Ronald Morrisby

Personal information
- Full name: Ronald Orlando George Morrisby
- Born: 12 January 1915 Hobart, Tasmania
- Died: 10 June 1995 (aged 80) Hobart, Tasmania
- Batting: Right-handed
- Role: Batsman

Domestic team information
- 1931/32–1951/52: Tasmania

Career statistics
| Competition | FC |
| Matches | 52 |
| Runs scored | 2,596 |
| Batting average | 32.45 |
| 100s/50s | 3/14 |
| Top score | 145 |
| Catches/stumpings | 16/– |
- Source: Cricinfo, 25 September 2009

= Ronald Morrisby =

Ronald Orlando George Morrisby (12 January 1915 - 10 June 1995), was an Australian cricketer who played first-class cricket for Tasmania from 1931 until 1952. He can be considered one of the most outstanding Tasmanian batsman of his era, and was unlucky never to be selected to play test cricket for Australia, despite having toured India with an Australian side. Morrisby was the 29th player to captain the Tasmanian first-class team, but was never able to lead them to victory. An exciting batsman with a preference for playing off the back foot, he played for South Hobart Cricket Club in the Tasmanian Grade Cricket competition, and still holds many records in that competition, including being the all-time leading run scorer.

==Club career==
Ronald Morrisby still holds the record for the most runs in a single season in the Tasmanian Grade Cricket competition, having score 1099 runs in the 1950–51 season. His highest season average of 77.71 is also still the highest ever. Morrisby is also the all-time leading run-scorer in that competition, with his career total for South Hobart Cricket Club, a staggering 16,000 runs exactly. His highest score of 197 against Sandy Bay Cricket Club (his own team South Hobart, and Sandy Bay were later to merge) is the second highest score ever made in the Tasmanian grade competition. He also scored 180*, and passed 150 on six occasions, but never managed a double century in his entire career. Morrisby also holds the record for the highest ever first wicket partnership, when he and Jim Atkinson put on an unbeaten stand of 286 against New Town Cricket Club in the 1931–32 season. He was the highest season aggregate run-scorer in an incredible 13 separate seasons. Morrisby helped South Hobart to five premierships during his career, before finally retired from club cricket in 1960 at the age of 45.

==First-class career==
Morrisby made his first-class debut against Victoria at the Melbourne Cricket Ground, unusually on Christmas Day, 25 December 1931. It was eighteen days before his seventeenth birthday. He was disappointingly bowled for 3 by Arthur Liddicut in his first innings, but a fine 67 in the second showed that he was of first-class cricket material. Morrisby took over the Tasmanian captaincy from Sydney Putman during the 1937–38 season, and held on to the post until his retirement in 1952. Putman was in fact the fourth non-permanent holder of the post during the 1930s, and so Morrisby can be considered the first permanent captain of Tasmania since Jim Atkinson stood down in 1934.

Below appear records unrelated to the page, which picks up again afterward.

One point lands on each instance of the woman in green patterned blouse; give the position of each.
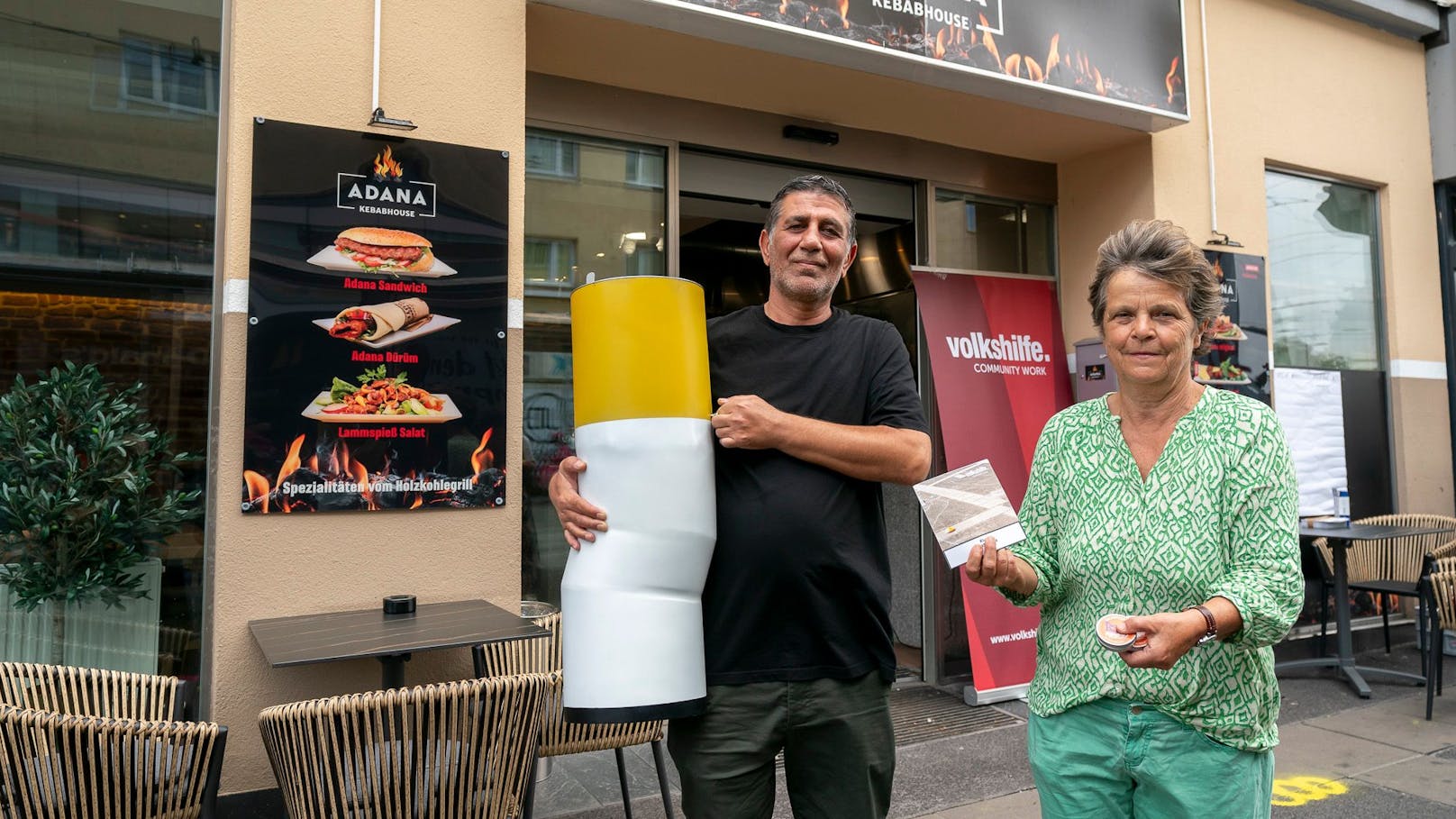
(1172, 503)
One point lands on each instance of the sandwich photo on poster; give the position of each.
(382, 251)
(376, 369)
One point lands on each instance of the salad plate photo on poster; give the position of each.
(1224, 373)
(380, 384)
(1224, 330)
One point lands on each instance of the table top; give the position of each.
(371, 632)
(1370, 531)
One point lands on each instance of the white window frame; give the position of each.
(633, 174)
(163, 92)
(560, 167)
(558, 251)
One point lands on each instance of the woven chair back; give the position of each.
(1443, 587)
(446, 751)
(68, 765)
(1391, 559)
(91, 693)
(558, 734)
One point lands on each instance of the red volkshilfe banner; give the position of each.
(1001, 372)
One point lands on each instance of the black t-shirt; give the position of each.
(799, 580)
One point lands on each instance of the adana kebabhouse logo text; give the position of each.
(387, 191)
(1002, 354)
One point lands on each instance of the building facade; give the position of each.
(644, 137)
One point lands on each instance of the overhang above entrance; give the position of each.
(1084, 60)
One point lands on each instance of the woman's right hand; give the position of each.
(997, 569)
(578, 519)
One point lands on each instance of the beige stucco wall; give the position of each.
(1276, 98)
(1307, 91)
(459, 72)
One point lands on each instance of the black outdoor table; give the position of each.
(387, 637)
(1344, 658)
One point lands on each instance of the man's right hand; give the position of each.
(578, 517)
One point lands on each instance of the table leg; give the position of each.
(394, 669)
(1344, 642)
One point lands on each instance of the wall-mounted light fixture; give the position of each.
(811, 134)
(378, 115)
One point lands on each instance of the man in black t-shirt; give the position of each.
(815, 407)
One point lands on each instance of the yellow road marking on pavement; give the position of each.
(1297, 790)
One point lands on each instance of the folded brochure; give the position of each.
(966, 506)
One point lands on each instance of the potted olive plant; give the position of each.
(85, 495)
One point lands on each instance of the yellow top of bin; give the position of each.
(640, 350)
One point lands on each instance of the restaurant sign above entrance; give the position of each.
(1104, 60)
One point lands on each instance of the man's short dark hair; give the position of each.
(811, 184)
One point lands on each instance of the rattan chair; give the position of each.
(1442, 583)
(1392, 566)
(70, 765)
(91, 693)
(560, 736)
(446, 751)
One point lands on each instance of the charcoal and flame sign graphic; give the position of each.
(1302, 790)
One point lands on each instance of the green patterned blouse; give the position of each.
(1216, 516)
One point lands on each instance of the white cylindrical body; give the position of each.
(632, 623)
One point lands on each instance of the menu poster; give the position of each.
(376, 325)
(1238, 356)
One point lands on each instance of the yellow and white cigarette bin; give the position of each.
(632, 625)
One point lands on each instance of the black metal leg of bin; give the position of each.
(394, 670)
(622, 778)
(1432, 653)
(661, 778)
(529, 800)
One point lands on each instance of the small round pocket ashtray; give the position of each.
(1113, 640)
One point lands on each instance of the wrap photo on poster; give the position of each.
(1106, 50)
(376, 323)
(1001, 372)
(1238, 356)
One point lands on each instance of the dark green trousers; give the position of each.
(1115, 760)
(839, 750)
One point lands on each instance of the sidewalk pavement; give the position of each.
(1338, 757)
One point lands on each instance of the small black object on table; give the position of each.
(1340, 540)
(387, 637)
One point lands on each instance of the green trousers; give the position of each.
(1110, 760)
(839, 750)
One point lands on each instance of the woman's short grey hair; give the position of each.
(811, 184)
(1162, 251)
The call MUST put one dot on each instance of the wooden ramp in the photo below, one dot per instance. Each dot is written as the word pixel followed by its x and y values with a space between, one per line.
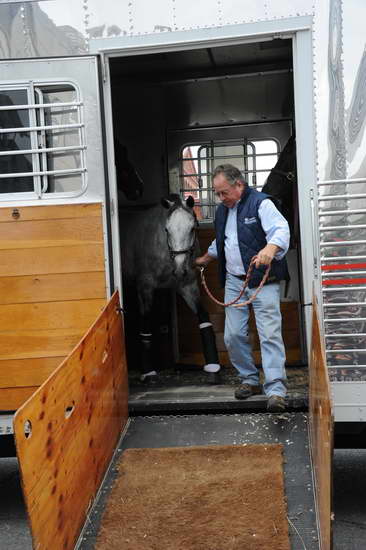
pixel 321 432
pixel 67 431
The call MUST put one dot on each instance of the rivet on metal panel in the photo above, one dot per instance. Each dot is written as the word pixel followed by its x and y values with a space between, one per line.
pixel 15 214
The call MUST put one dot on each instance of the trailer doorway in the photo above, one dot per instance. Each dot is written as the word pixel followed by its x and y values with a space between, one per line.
pixel 163 104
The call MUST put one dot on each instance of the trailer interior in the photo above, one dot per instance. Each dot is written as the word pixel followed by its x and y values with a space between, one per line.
pixel 224 104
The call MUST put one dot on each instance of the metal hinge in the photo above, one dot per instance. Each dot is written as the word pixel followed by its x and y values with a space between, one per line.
pixel 6 424
pixel 112 207
pixel 103 64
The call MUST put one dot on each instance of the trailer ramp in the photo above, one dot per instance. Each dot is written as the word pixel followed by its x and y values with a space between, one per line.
pixel 289 429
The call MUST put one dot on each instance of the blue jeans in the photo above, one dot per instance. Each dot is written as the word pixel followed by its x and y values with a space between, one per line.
pixel 268 319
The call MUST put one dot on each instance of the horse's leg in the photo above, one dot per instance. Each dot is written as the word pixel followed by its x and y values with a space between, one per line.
pixel 145 296
pixel 190 293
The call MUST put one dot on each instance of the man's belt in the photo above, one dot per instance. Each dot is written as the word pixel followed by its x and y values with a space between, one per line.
pixel 271 279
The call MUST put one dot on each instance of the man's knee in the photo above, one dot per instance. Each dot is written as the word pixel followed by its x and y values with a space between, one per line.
pixel 234 337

The Tasmanian team that played the Indians at Hobart in January 1948. Ron Morrisby, the captain, is seated third from the left.

Off the back of an excellent season in 1934–35 in the Tasmanian competition, Morrisby was somewhat surprisingly called up for the Australian team's tour on India in 1935–36, led by Frank Tarrant. He had an excellent tour, scoring 2 centuries, and 3 half-centuries, and played in all four unofficial Test matches (only first-class status) against India. His highest ever first-class score of 145 came against Patiala in Punjab. Having been set a competitive 352 to chase, Morrisby top-scored, including sharing a second-wicket partnership of 274 with New South Welshman, Wendell Bill. Including his matches for Tasmania in that year, Morrisby had the best first-class season of his career in 1935–36, scoring 811 runs at 40.55, with 2 centuries and 5 half-centuries.

As with most cricketers of his era, Morrisby's first-class career was interrupted by the outbreak of World War II. He only ever managed to score one additional century after the 1935-36 tour of India, which had proved to be the highlight of his first-class career, and that came in a match against the touring Indians in the 1947–48 season. They stopped in Tasmania to play two tour matches, and in the second at the NTCA Ground on 16 January 1948, Morrisby made 130 in a remarkable Tasmanian total of 458 all out, chasing the Indians first innings score of 7 for 457 declared. The match was rain-affected, and ended in a draw, but is notable in that it was the first-class debut of Emerson Rodwell, who was to become the next great Tasmanian batsman of the following generation. Morrisby continued playing first-class cricket until the 1951–52 season, when he retired at the age of 37. In 51 matches, Morrisby had accumulated 2596 runs at an average of 32.45 including 3 centuries, and 14 half-centuries, with a high score of 145. Ronald Morrisby also umpired in a match between Southern Tasmania Cricket Association and the North-West Tasmania Cricket Association in 1955–56.